Au sein de l’allocation obligataire, nous nous sommes positionnés plus défensivement en augmentant notre exposition aux obligations d’état américaines. Ces obligations jouent en effet un rôle de valeur-refuge. Ces obligations gouvernementales américaines de long-terme ont été financées par la vente d’obligations d’état néo-zélandaises de plus court-terme. Enfin nous avons initié une position en obligations d’état chinoises. Nous investissons dans ce segment en raison de sa sous-représentation dans les indices globaux, d’un rendement réel positif supérieur à 2 % (rendement qui tient compte de l’inflation), de la solidité de la monnaie chinoise, de la forte demande mondiale et comme diversification grâce à la faible corrélation avec les autres marchés.
Conclusion
La volatilité supérieure à la moyenne sur les marchés entraine quotidiennement des variations importantes de ces derniers. Afin de gérer ce risque, il est recommandé d’investir dans des portefeuilles diversifiés. La gestion de portefeuille est en effet un exercice de combinaison des convictions de long-terme avec des choix tactiques dictés par les facteurs de court-terme.

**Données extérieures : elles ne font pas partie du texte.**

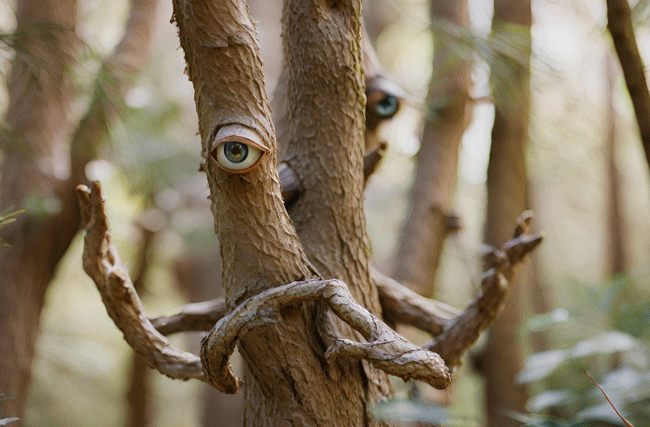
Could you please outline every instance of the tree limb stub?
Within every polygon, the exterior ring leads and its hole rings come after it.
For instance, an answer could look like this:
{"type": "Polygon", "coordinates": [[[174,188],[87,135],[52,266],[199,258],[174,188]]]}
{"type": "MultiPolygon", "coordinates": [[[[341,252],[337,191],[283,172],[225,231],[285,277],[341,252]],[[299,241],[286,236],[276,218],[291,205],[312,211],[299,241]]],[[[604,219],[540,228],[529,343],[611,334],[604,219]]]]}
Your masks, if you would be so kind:
{"type": "Polygon", "coordinates": [[[327,350],[328,360],[337,355],[366,359],[391,375],[425,381],[436,388],[444,388],[451,381],[448,369],[437,354],[407,341],[355,302],[343,282],[324,280],[294,282],[269,289],[222,318],[201,343],[201,361],[212,385],[225,393],[236,393],[241,382],[232,373],[228,359],[237,340],[253,328],[279,322],[282,307],[305,301],[325,302],[368,340],[358,343],[339,339],[327,350]]]}
{"type": "MultiPolygon", "coordinates": [[[[368,178],[375,173],[379,163],[386,154],[388,144],[386,142],[379,142],[378,145],[367,151],[363,156],[363,178],[368,182],[368,178]]],[[[285,206],[290,206],[295,203],[300,197],[300,183],[296,173],[285,162],[278,165],[278,175],[280,177],[280,185],[282,187],[282,199],[285,206]]]]}
{"type": "Polygon", "coordinates": [[[93,183],[92,189],[78,186],[77,198],[86,229],[84,270],[97,285],[108,315],[126,342],[152,368],[170,378],[205,380],[200,359],[170,345],[147,320],[126,267],[111,244],[99,183],[93,183]]]}
{"type": "Polygon", "coordinates": [[[491,256],[491,268],[481,281],[482,293],[424,348],[440,354],[450,368],[457,367],[461,356],[476,342],[481,331],[503,310],[515,267],[542,239],[539,234],[521,234],[495,250],[491,256]]]}
{"type": "Polygon", "coordinates": [[[154,328],[163,335],[178,332],[208,332],[226,314],[228,307],[223,298],[187,304],[171,316],[149,319],[154,328]]]}

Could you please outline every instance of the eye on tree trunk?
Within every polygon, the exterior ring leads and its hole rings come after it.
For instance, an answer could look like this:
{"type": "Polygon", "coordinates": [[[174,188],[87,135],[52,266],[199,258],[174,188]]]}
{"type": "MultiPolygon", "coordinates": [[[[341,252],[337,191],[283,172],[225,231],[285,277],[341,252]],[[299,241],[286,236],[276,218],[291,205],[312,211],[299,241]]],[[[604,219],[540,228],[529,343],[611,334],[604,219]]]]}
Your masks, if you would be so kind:
{"type": "Polygon", "coordinates": [[[301,191],[287,213],[245,2],[174,1],[221,245],[223,302],[147,320],[110,244],[99,184],[78,188],[87,230],[84,269],[127,342],[173,378],[199,379],[228,393],[242,387],[246,426],[391,425],[370,412],[392,393],[388,374],[445,387],[447,366],[457,366],[495,318],[512,269],[541,241],[520,236],[495,252],[483,293],[455,317],[453,309],[370,269],[360,14],[360,0],[284,3],[285,161],[301,191]],[[446,359],[399,336],[383,313],[426,325],[439,336],[429,347],[446,359]],[[161,334],[205,330],[210,323],[200,359],[161,334]],[[229,368],[235,345],[243,382],[229,368]]]}

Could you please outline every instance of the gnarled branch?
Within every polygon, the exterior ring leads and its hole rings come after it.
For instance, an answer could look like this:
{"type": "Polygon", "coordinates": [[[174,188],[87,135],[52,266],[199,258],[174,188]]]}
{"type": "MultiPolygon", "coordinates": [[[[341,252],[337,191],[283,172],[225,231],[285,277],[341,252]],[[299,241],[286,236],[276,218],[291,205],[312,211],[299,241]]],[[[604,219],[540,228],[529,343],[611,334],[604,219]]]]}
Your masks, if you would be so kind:
{"type": "Polygon", "coordinates": [[[201,361],[169,344],[147,320],[126,267],[111,244],[99,183],[77,187],[86,237],[83,267],[97,285],[108,315],[147,363],[170,378],[204,380],[201,361]]]}
{"type": "Polygon", "coordinates": [[[79,186],[77,195],[87,231],[84,270],[95,281],[109,316],[129,345],[151,367],[171,378],[205,381],[207,377],[213,386],[227,393],[237,392],[240,386],[228,365],[237,340],[258,326],[278,322],[282,307],[305,301],[325,302],[334,314],[368,340],[358,343],[337,337],[326,352],[327,359],[336,355],[366,359],[391,375],[443,388],[451,380],[447,366],[458,366],[462,354],[494,321],[503,308],[513,269],[542,241],[542,236],[528,236],[518,228],[518,237],[492,253],[488,260],[490,270],[481,284],[482,294],[462,313],[373,271],[373,284],[380,290],[389,317],[436,336],[424,348],[407,341],[355,302],[347,286],[339,280],[294,282],[273,288],[246,300],[227,315],[224,301],[217,299],[186,305],[176,315],[150,322],[110,242],[99,184],[93,184],[92,191],[79,186]],[[217,320],[201,346],[205,376],[198,357],[171,346],[161,335],[207,330],[217,320]]]}
{"type": "Polygon", "coordinates": [[[482,293],[444,331],[424,347],[435,351],[450,368],[460,364],[465,351],[476,342],[503,310],[513,271],[537,247],[542,236],[520,234],[492,252],[490,269],[481,281],[482,293]]]}
{"type": "Polygon", "coordinates": [[[325,302],[368,340],[358,343],[338,339],[327,350],[328,359],[338,354],[366,359],[391,375],[425,381],[437,388],[444,388],[451,381],[448,369],[437,354],[407,341],[372,315],[354,301],[348,287],[339,280],[290,283],[264,291],[238,306],[201,343],[201,361],[208,380],[225,393],[236,393],[240,381],[233,375],[228,359],[237,340],[256,327],[279,322],[282,307],[316,300],[325,302]]]}

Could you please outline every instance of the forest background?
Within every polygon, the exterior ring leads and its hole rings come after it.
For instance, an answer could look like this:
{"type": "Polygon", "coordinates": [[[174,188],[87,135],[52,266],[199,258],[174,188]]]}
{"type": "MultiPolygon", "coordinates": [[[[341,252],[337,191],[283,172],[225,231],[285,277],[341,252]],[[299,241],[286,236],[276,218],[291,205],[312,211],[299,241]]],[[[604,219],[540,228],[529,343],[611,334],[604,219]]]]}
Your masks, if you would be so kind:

Nous intégrons dans nos décisions les changements observés dans le paysage économique, politique et financier afin d’optimaliser au mieux nos résultats en termes de rendement et de risque.
Nous sommes actuellement positifs sur nos thèmes de long-terme de la technologie verte (cleantech), du numérique, de la consommation en Asie (via la Chine) et de la cybersécurité. Ces thèmes profitent de nos nouvelles manières de travailler et des mesures de soutien fiscal. Ils sont également parfaitement positionnés pour continuer à s’épanouir après la pandémie. Par ailleurs, nous observons encore plusieurs catalyseurs macro-économiques positifs comme les intentions de nouveaux stimuli, le momentum favorable des chiffres économiques et la disponibilité d’un vaccin. Nous restons cependant vigilants en conservant un positionnement neutre dans les fonds essentiels, en raison de la situation dégradée au niveau du COVID-19 et de l’imprévisibilité du résultat final, et reconnu par tous, des élections présidentielles aux États-Unis.
Notre attention tout entière est portée vers la gestion attentive et professionnelle des avoirs de nos clients en toutes circonstances, et en particulier dans cet environnement exceptionnel que nous vivons actuellement.